Williams was drafted by the San Francisco Giants in the 11th round of the 1979 amateur draft, and, after pitching for Great Falls, Fresno, Shreveport, and Phoenix, made his major league debut in 1984. A middle reliever, he pitched a shutout in his rookie season but started no other games and was credited with just eight saves over his six-season, 333-game career.

His best season was 1986, when he had a 1.20 earned run average, and, with 34 singles and one double given up in 52.1 innings, a defensive isolated power percentage (slugging percentage allowed minus batting average allowed, a measure of extra bases allowed on hits) of .006 – as of 2014, the lowest such percentage of anyone pitching 50 or more innings in records going back to 1957. He was traded in the offseason to the Cincinnati Reds and finished with the Detroit Tigers in 1989. He created the “slurve”, a slow side arm curve ball. Frank was known for his side arm and fast pitch.

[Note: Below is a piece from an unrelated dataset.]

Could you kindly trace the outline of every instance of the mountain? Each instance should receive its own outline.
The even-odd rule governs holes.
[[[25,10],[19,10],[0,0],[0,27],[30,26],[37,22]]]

After baseball, Williams suffered various misfortunes including a serious car accident, the breakup of his marriage, and the death of his twin brother. He struggled with alcoholism, and eventually became homeless. He died in Victoria, British Columbia, in January 2009 after suffering a heart attack and complications from pneumonia. He is remembered by a son, Tyler Lee Williams, and a daughter, Lyndsay Kae Williams, both of Kendrick, Idaho.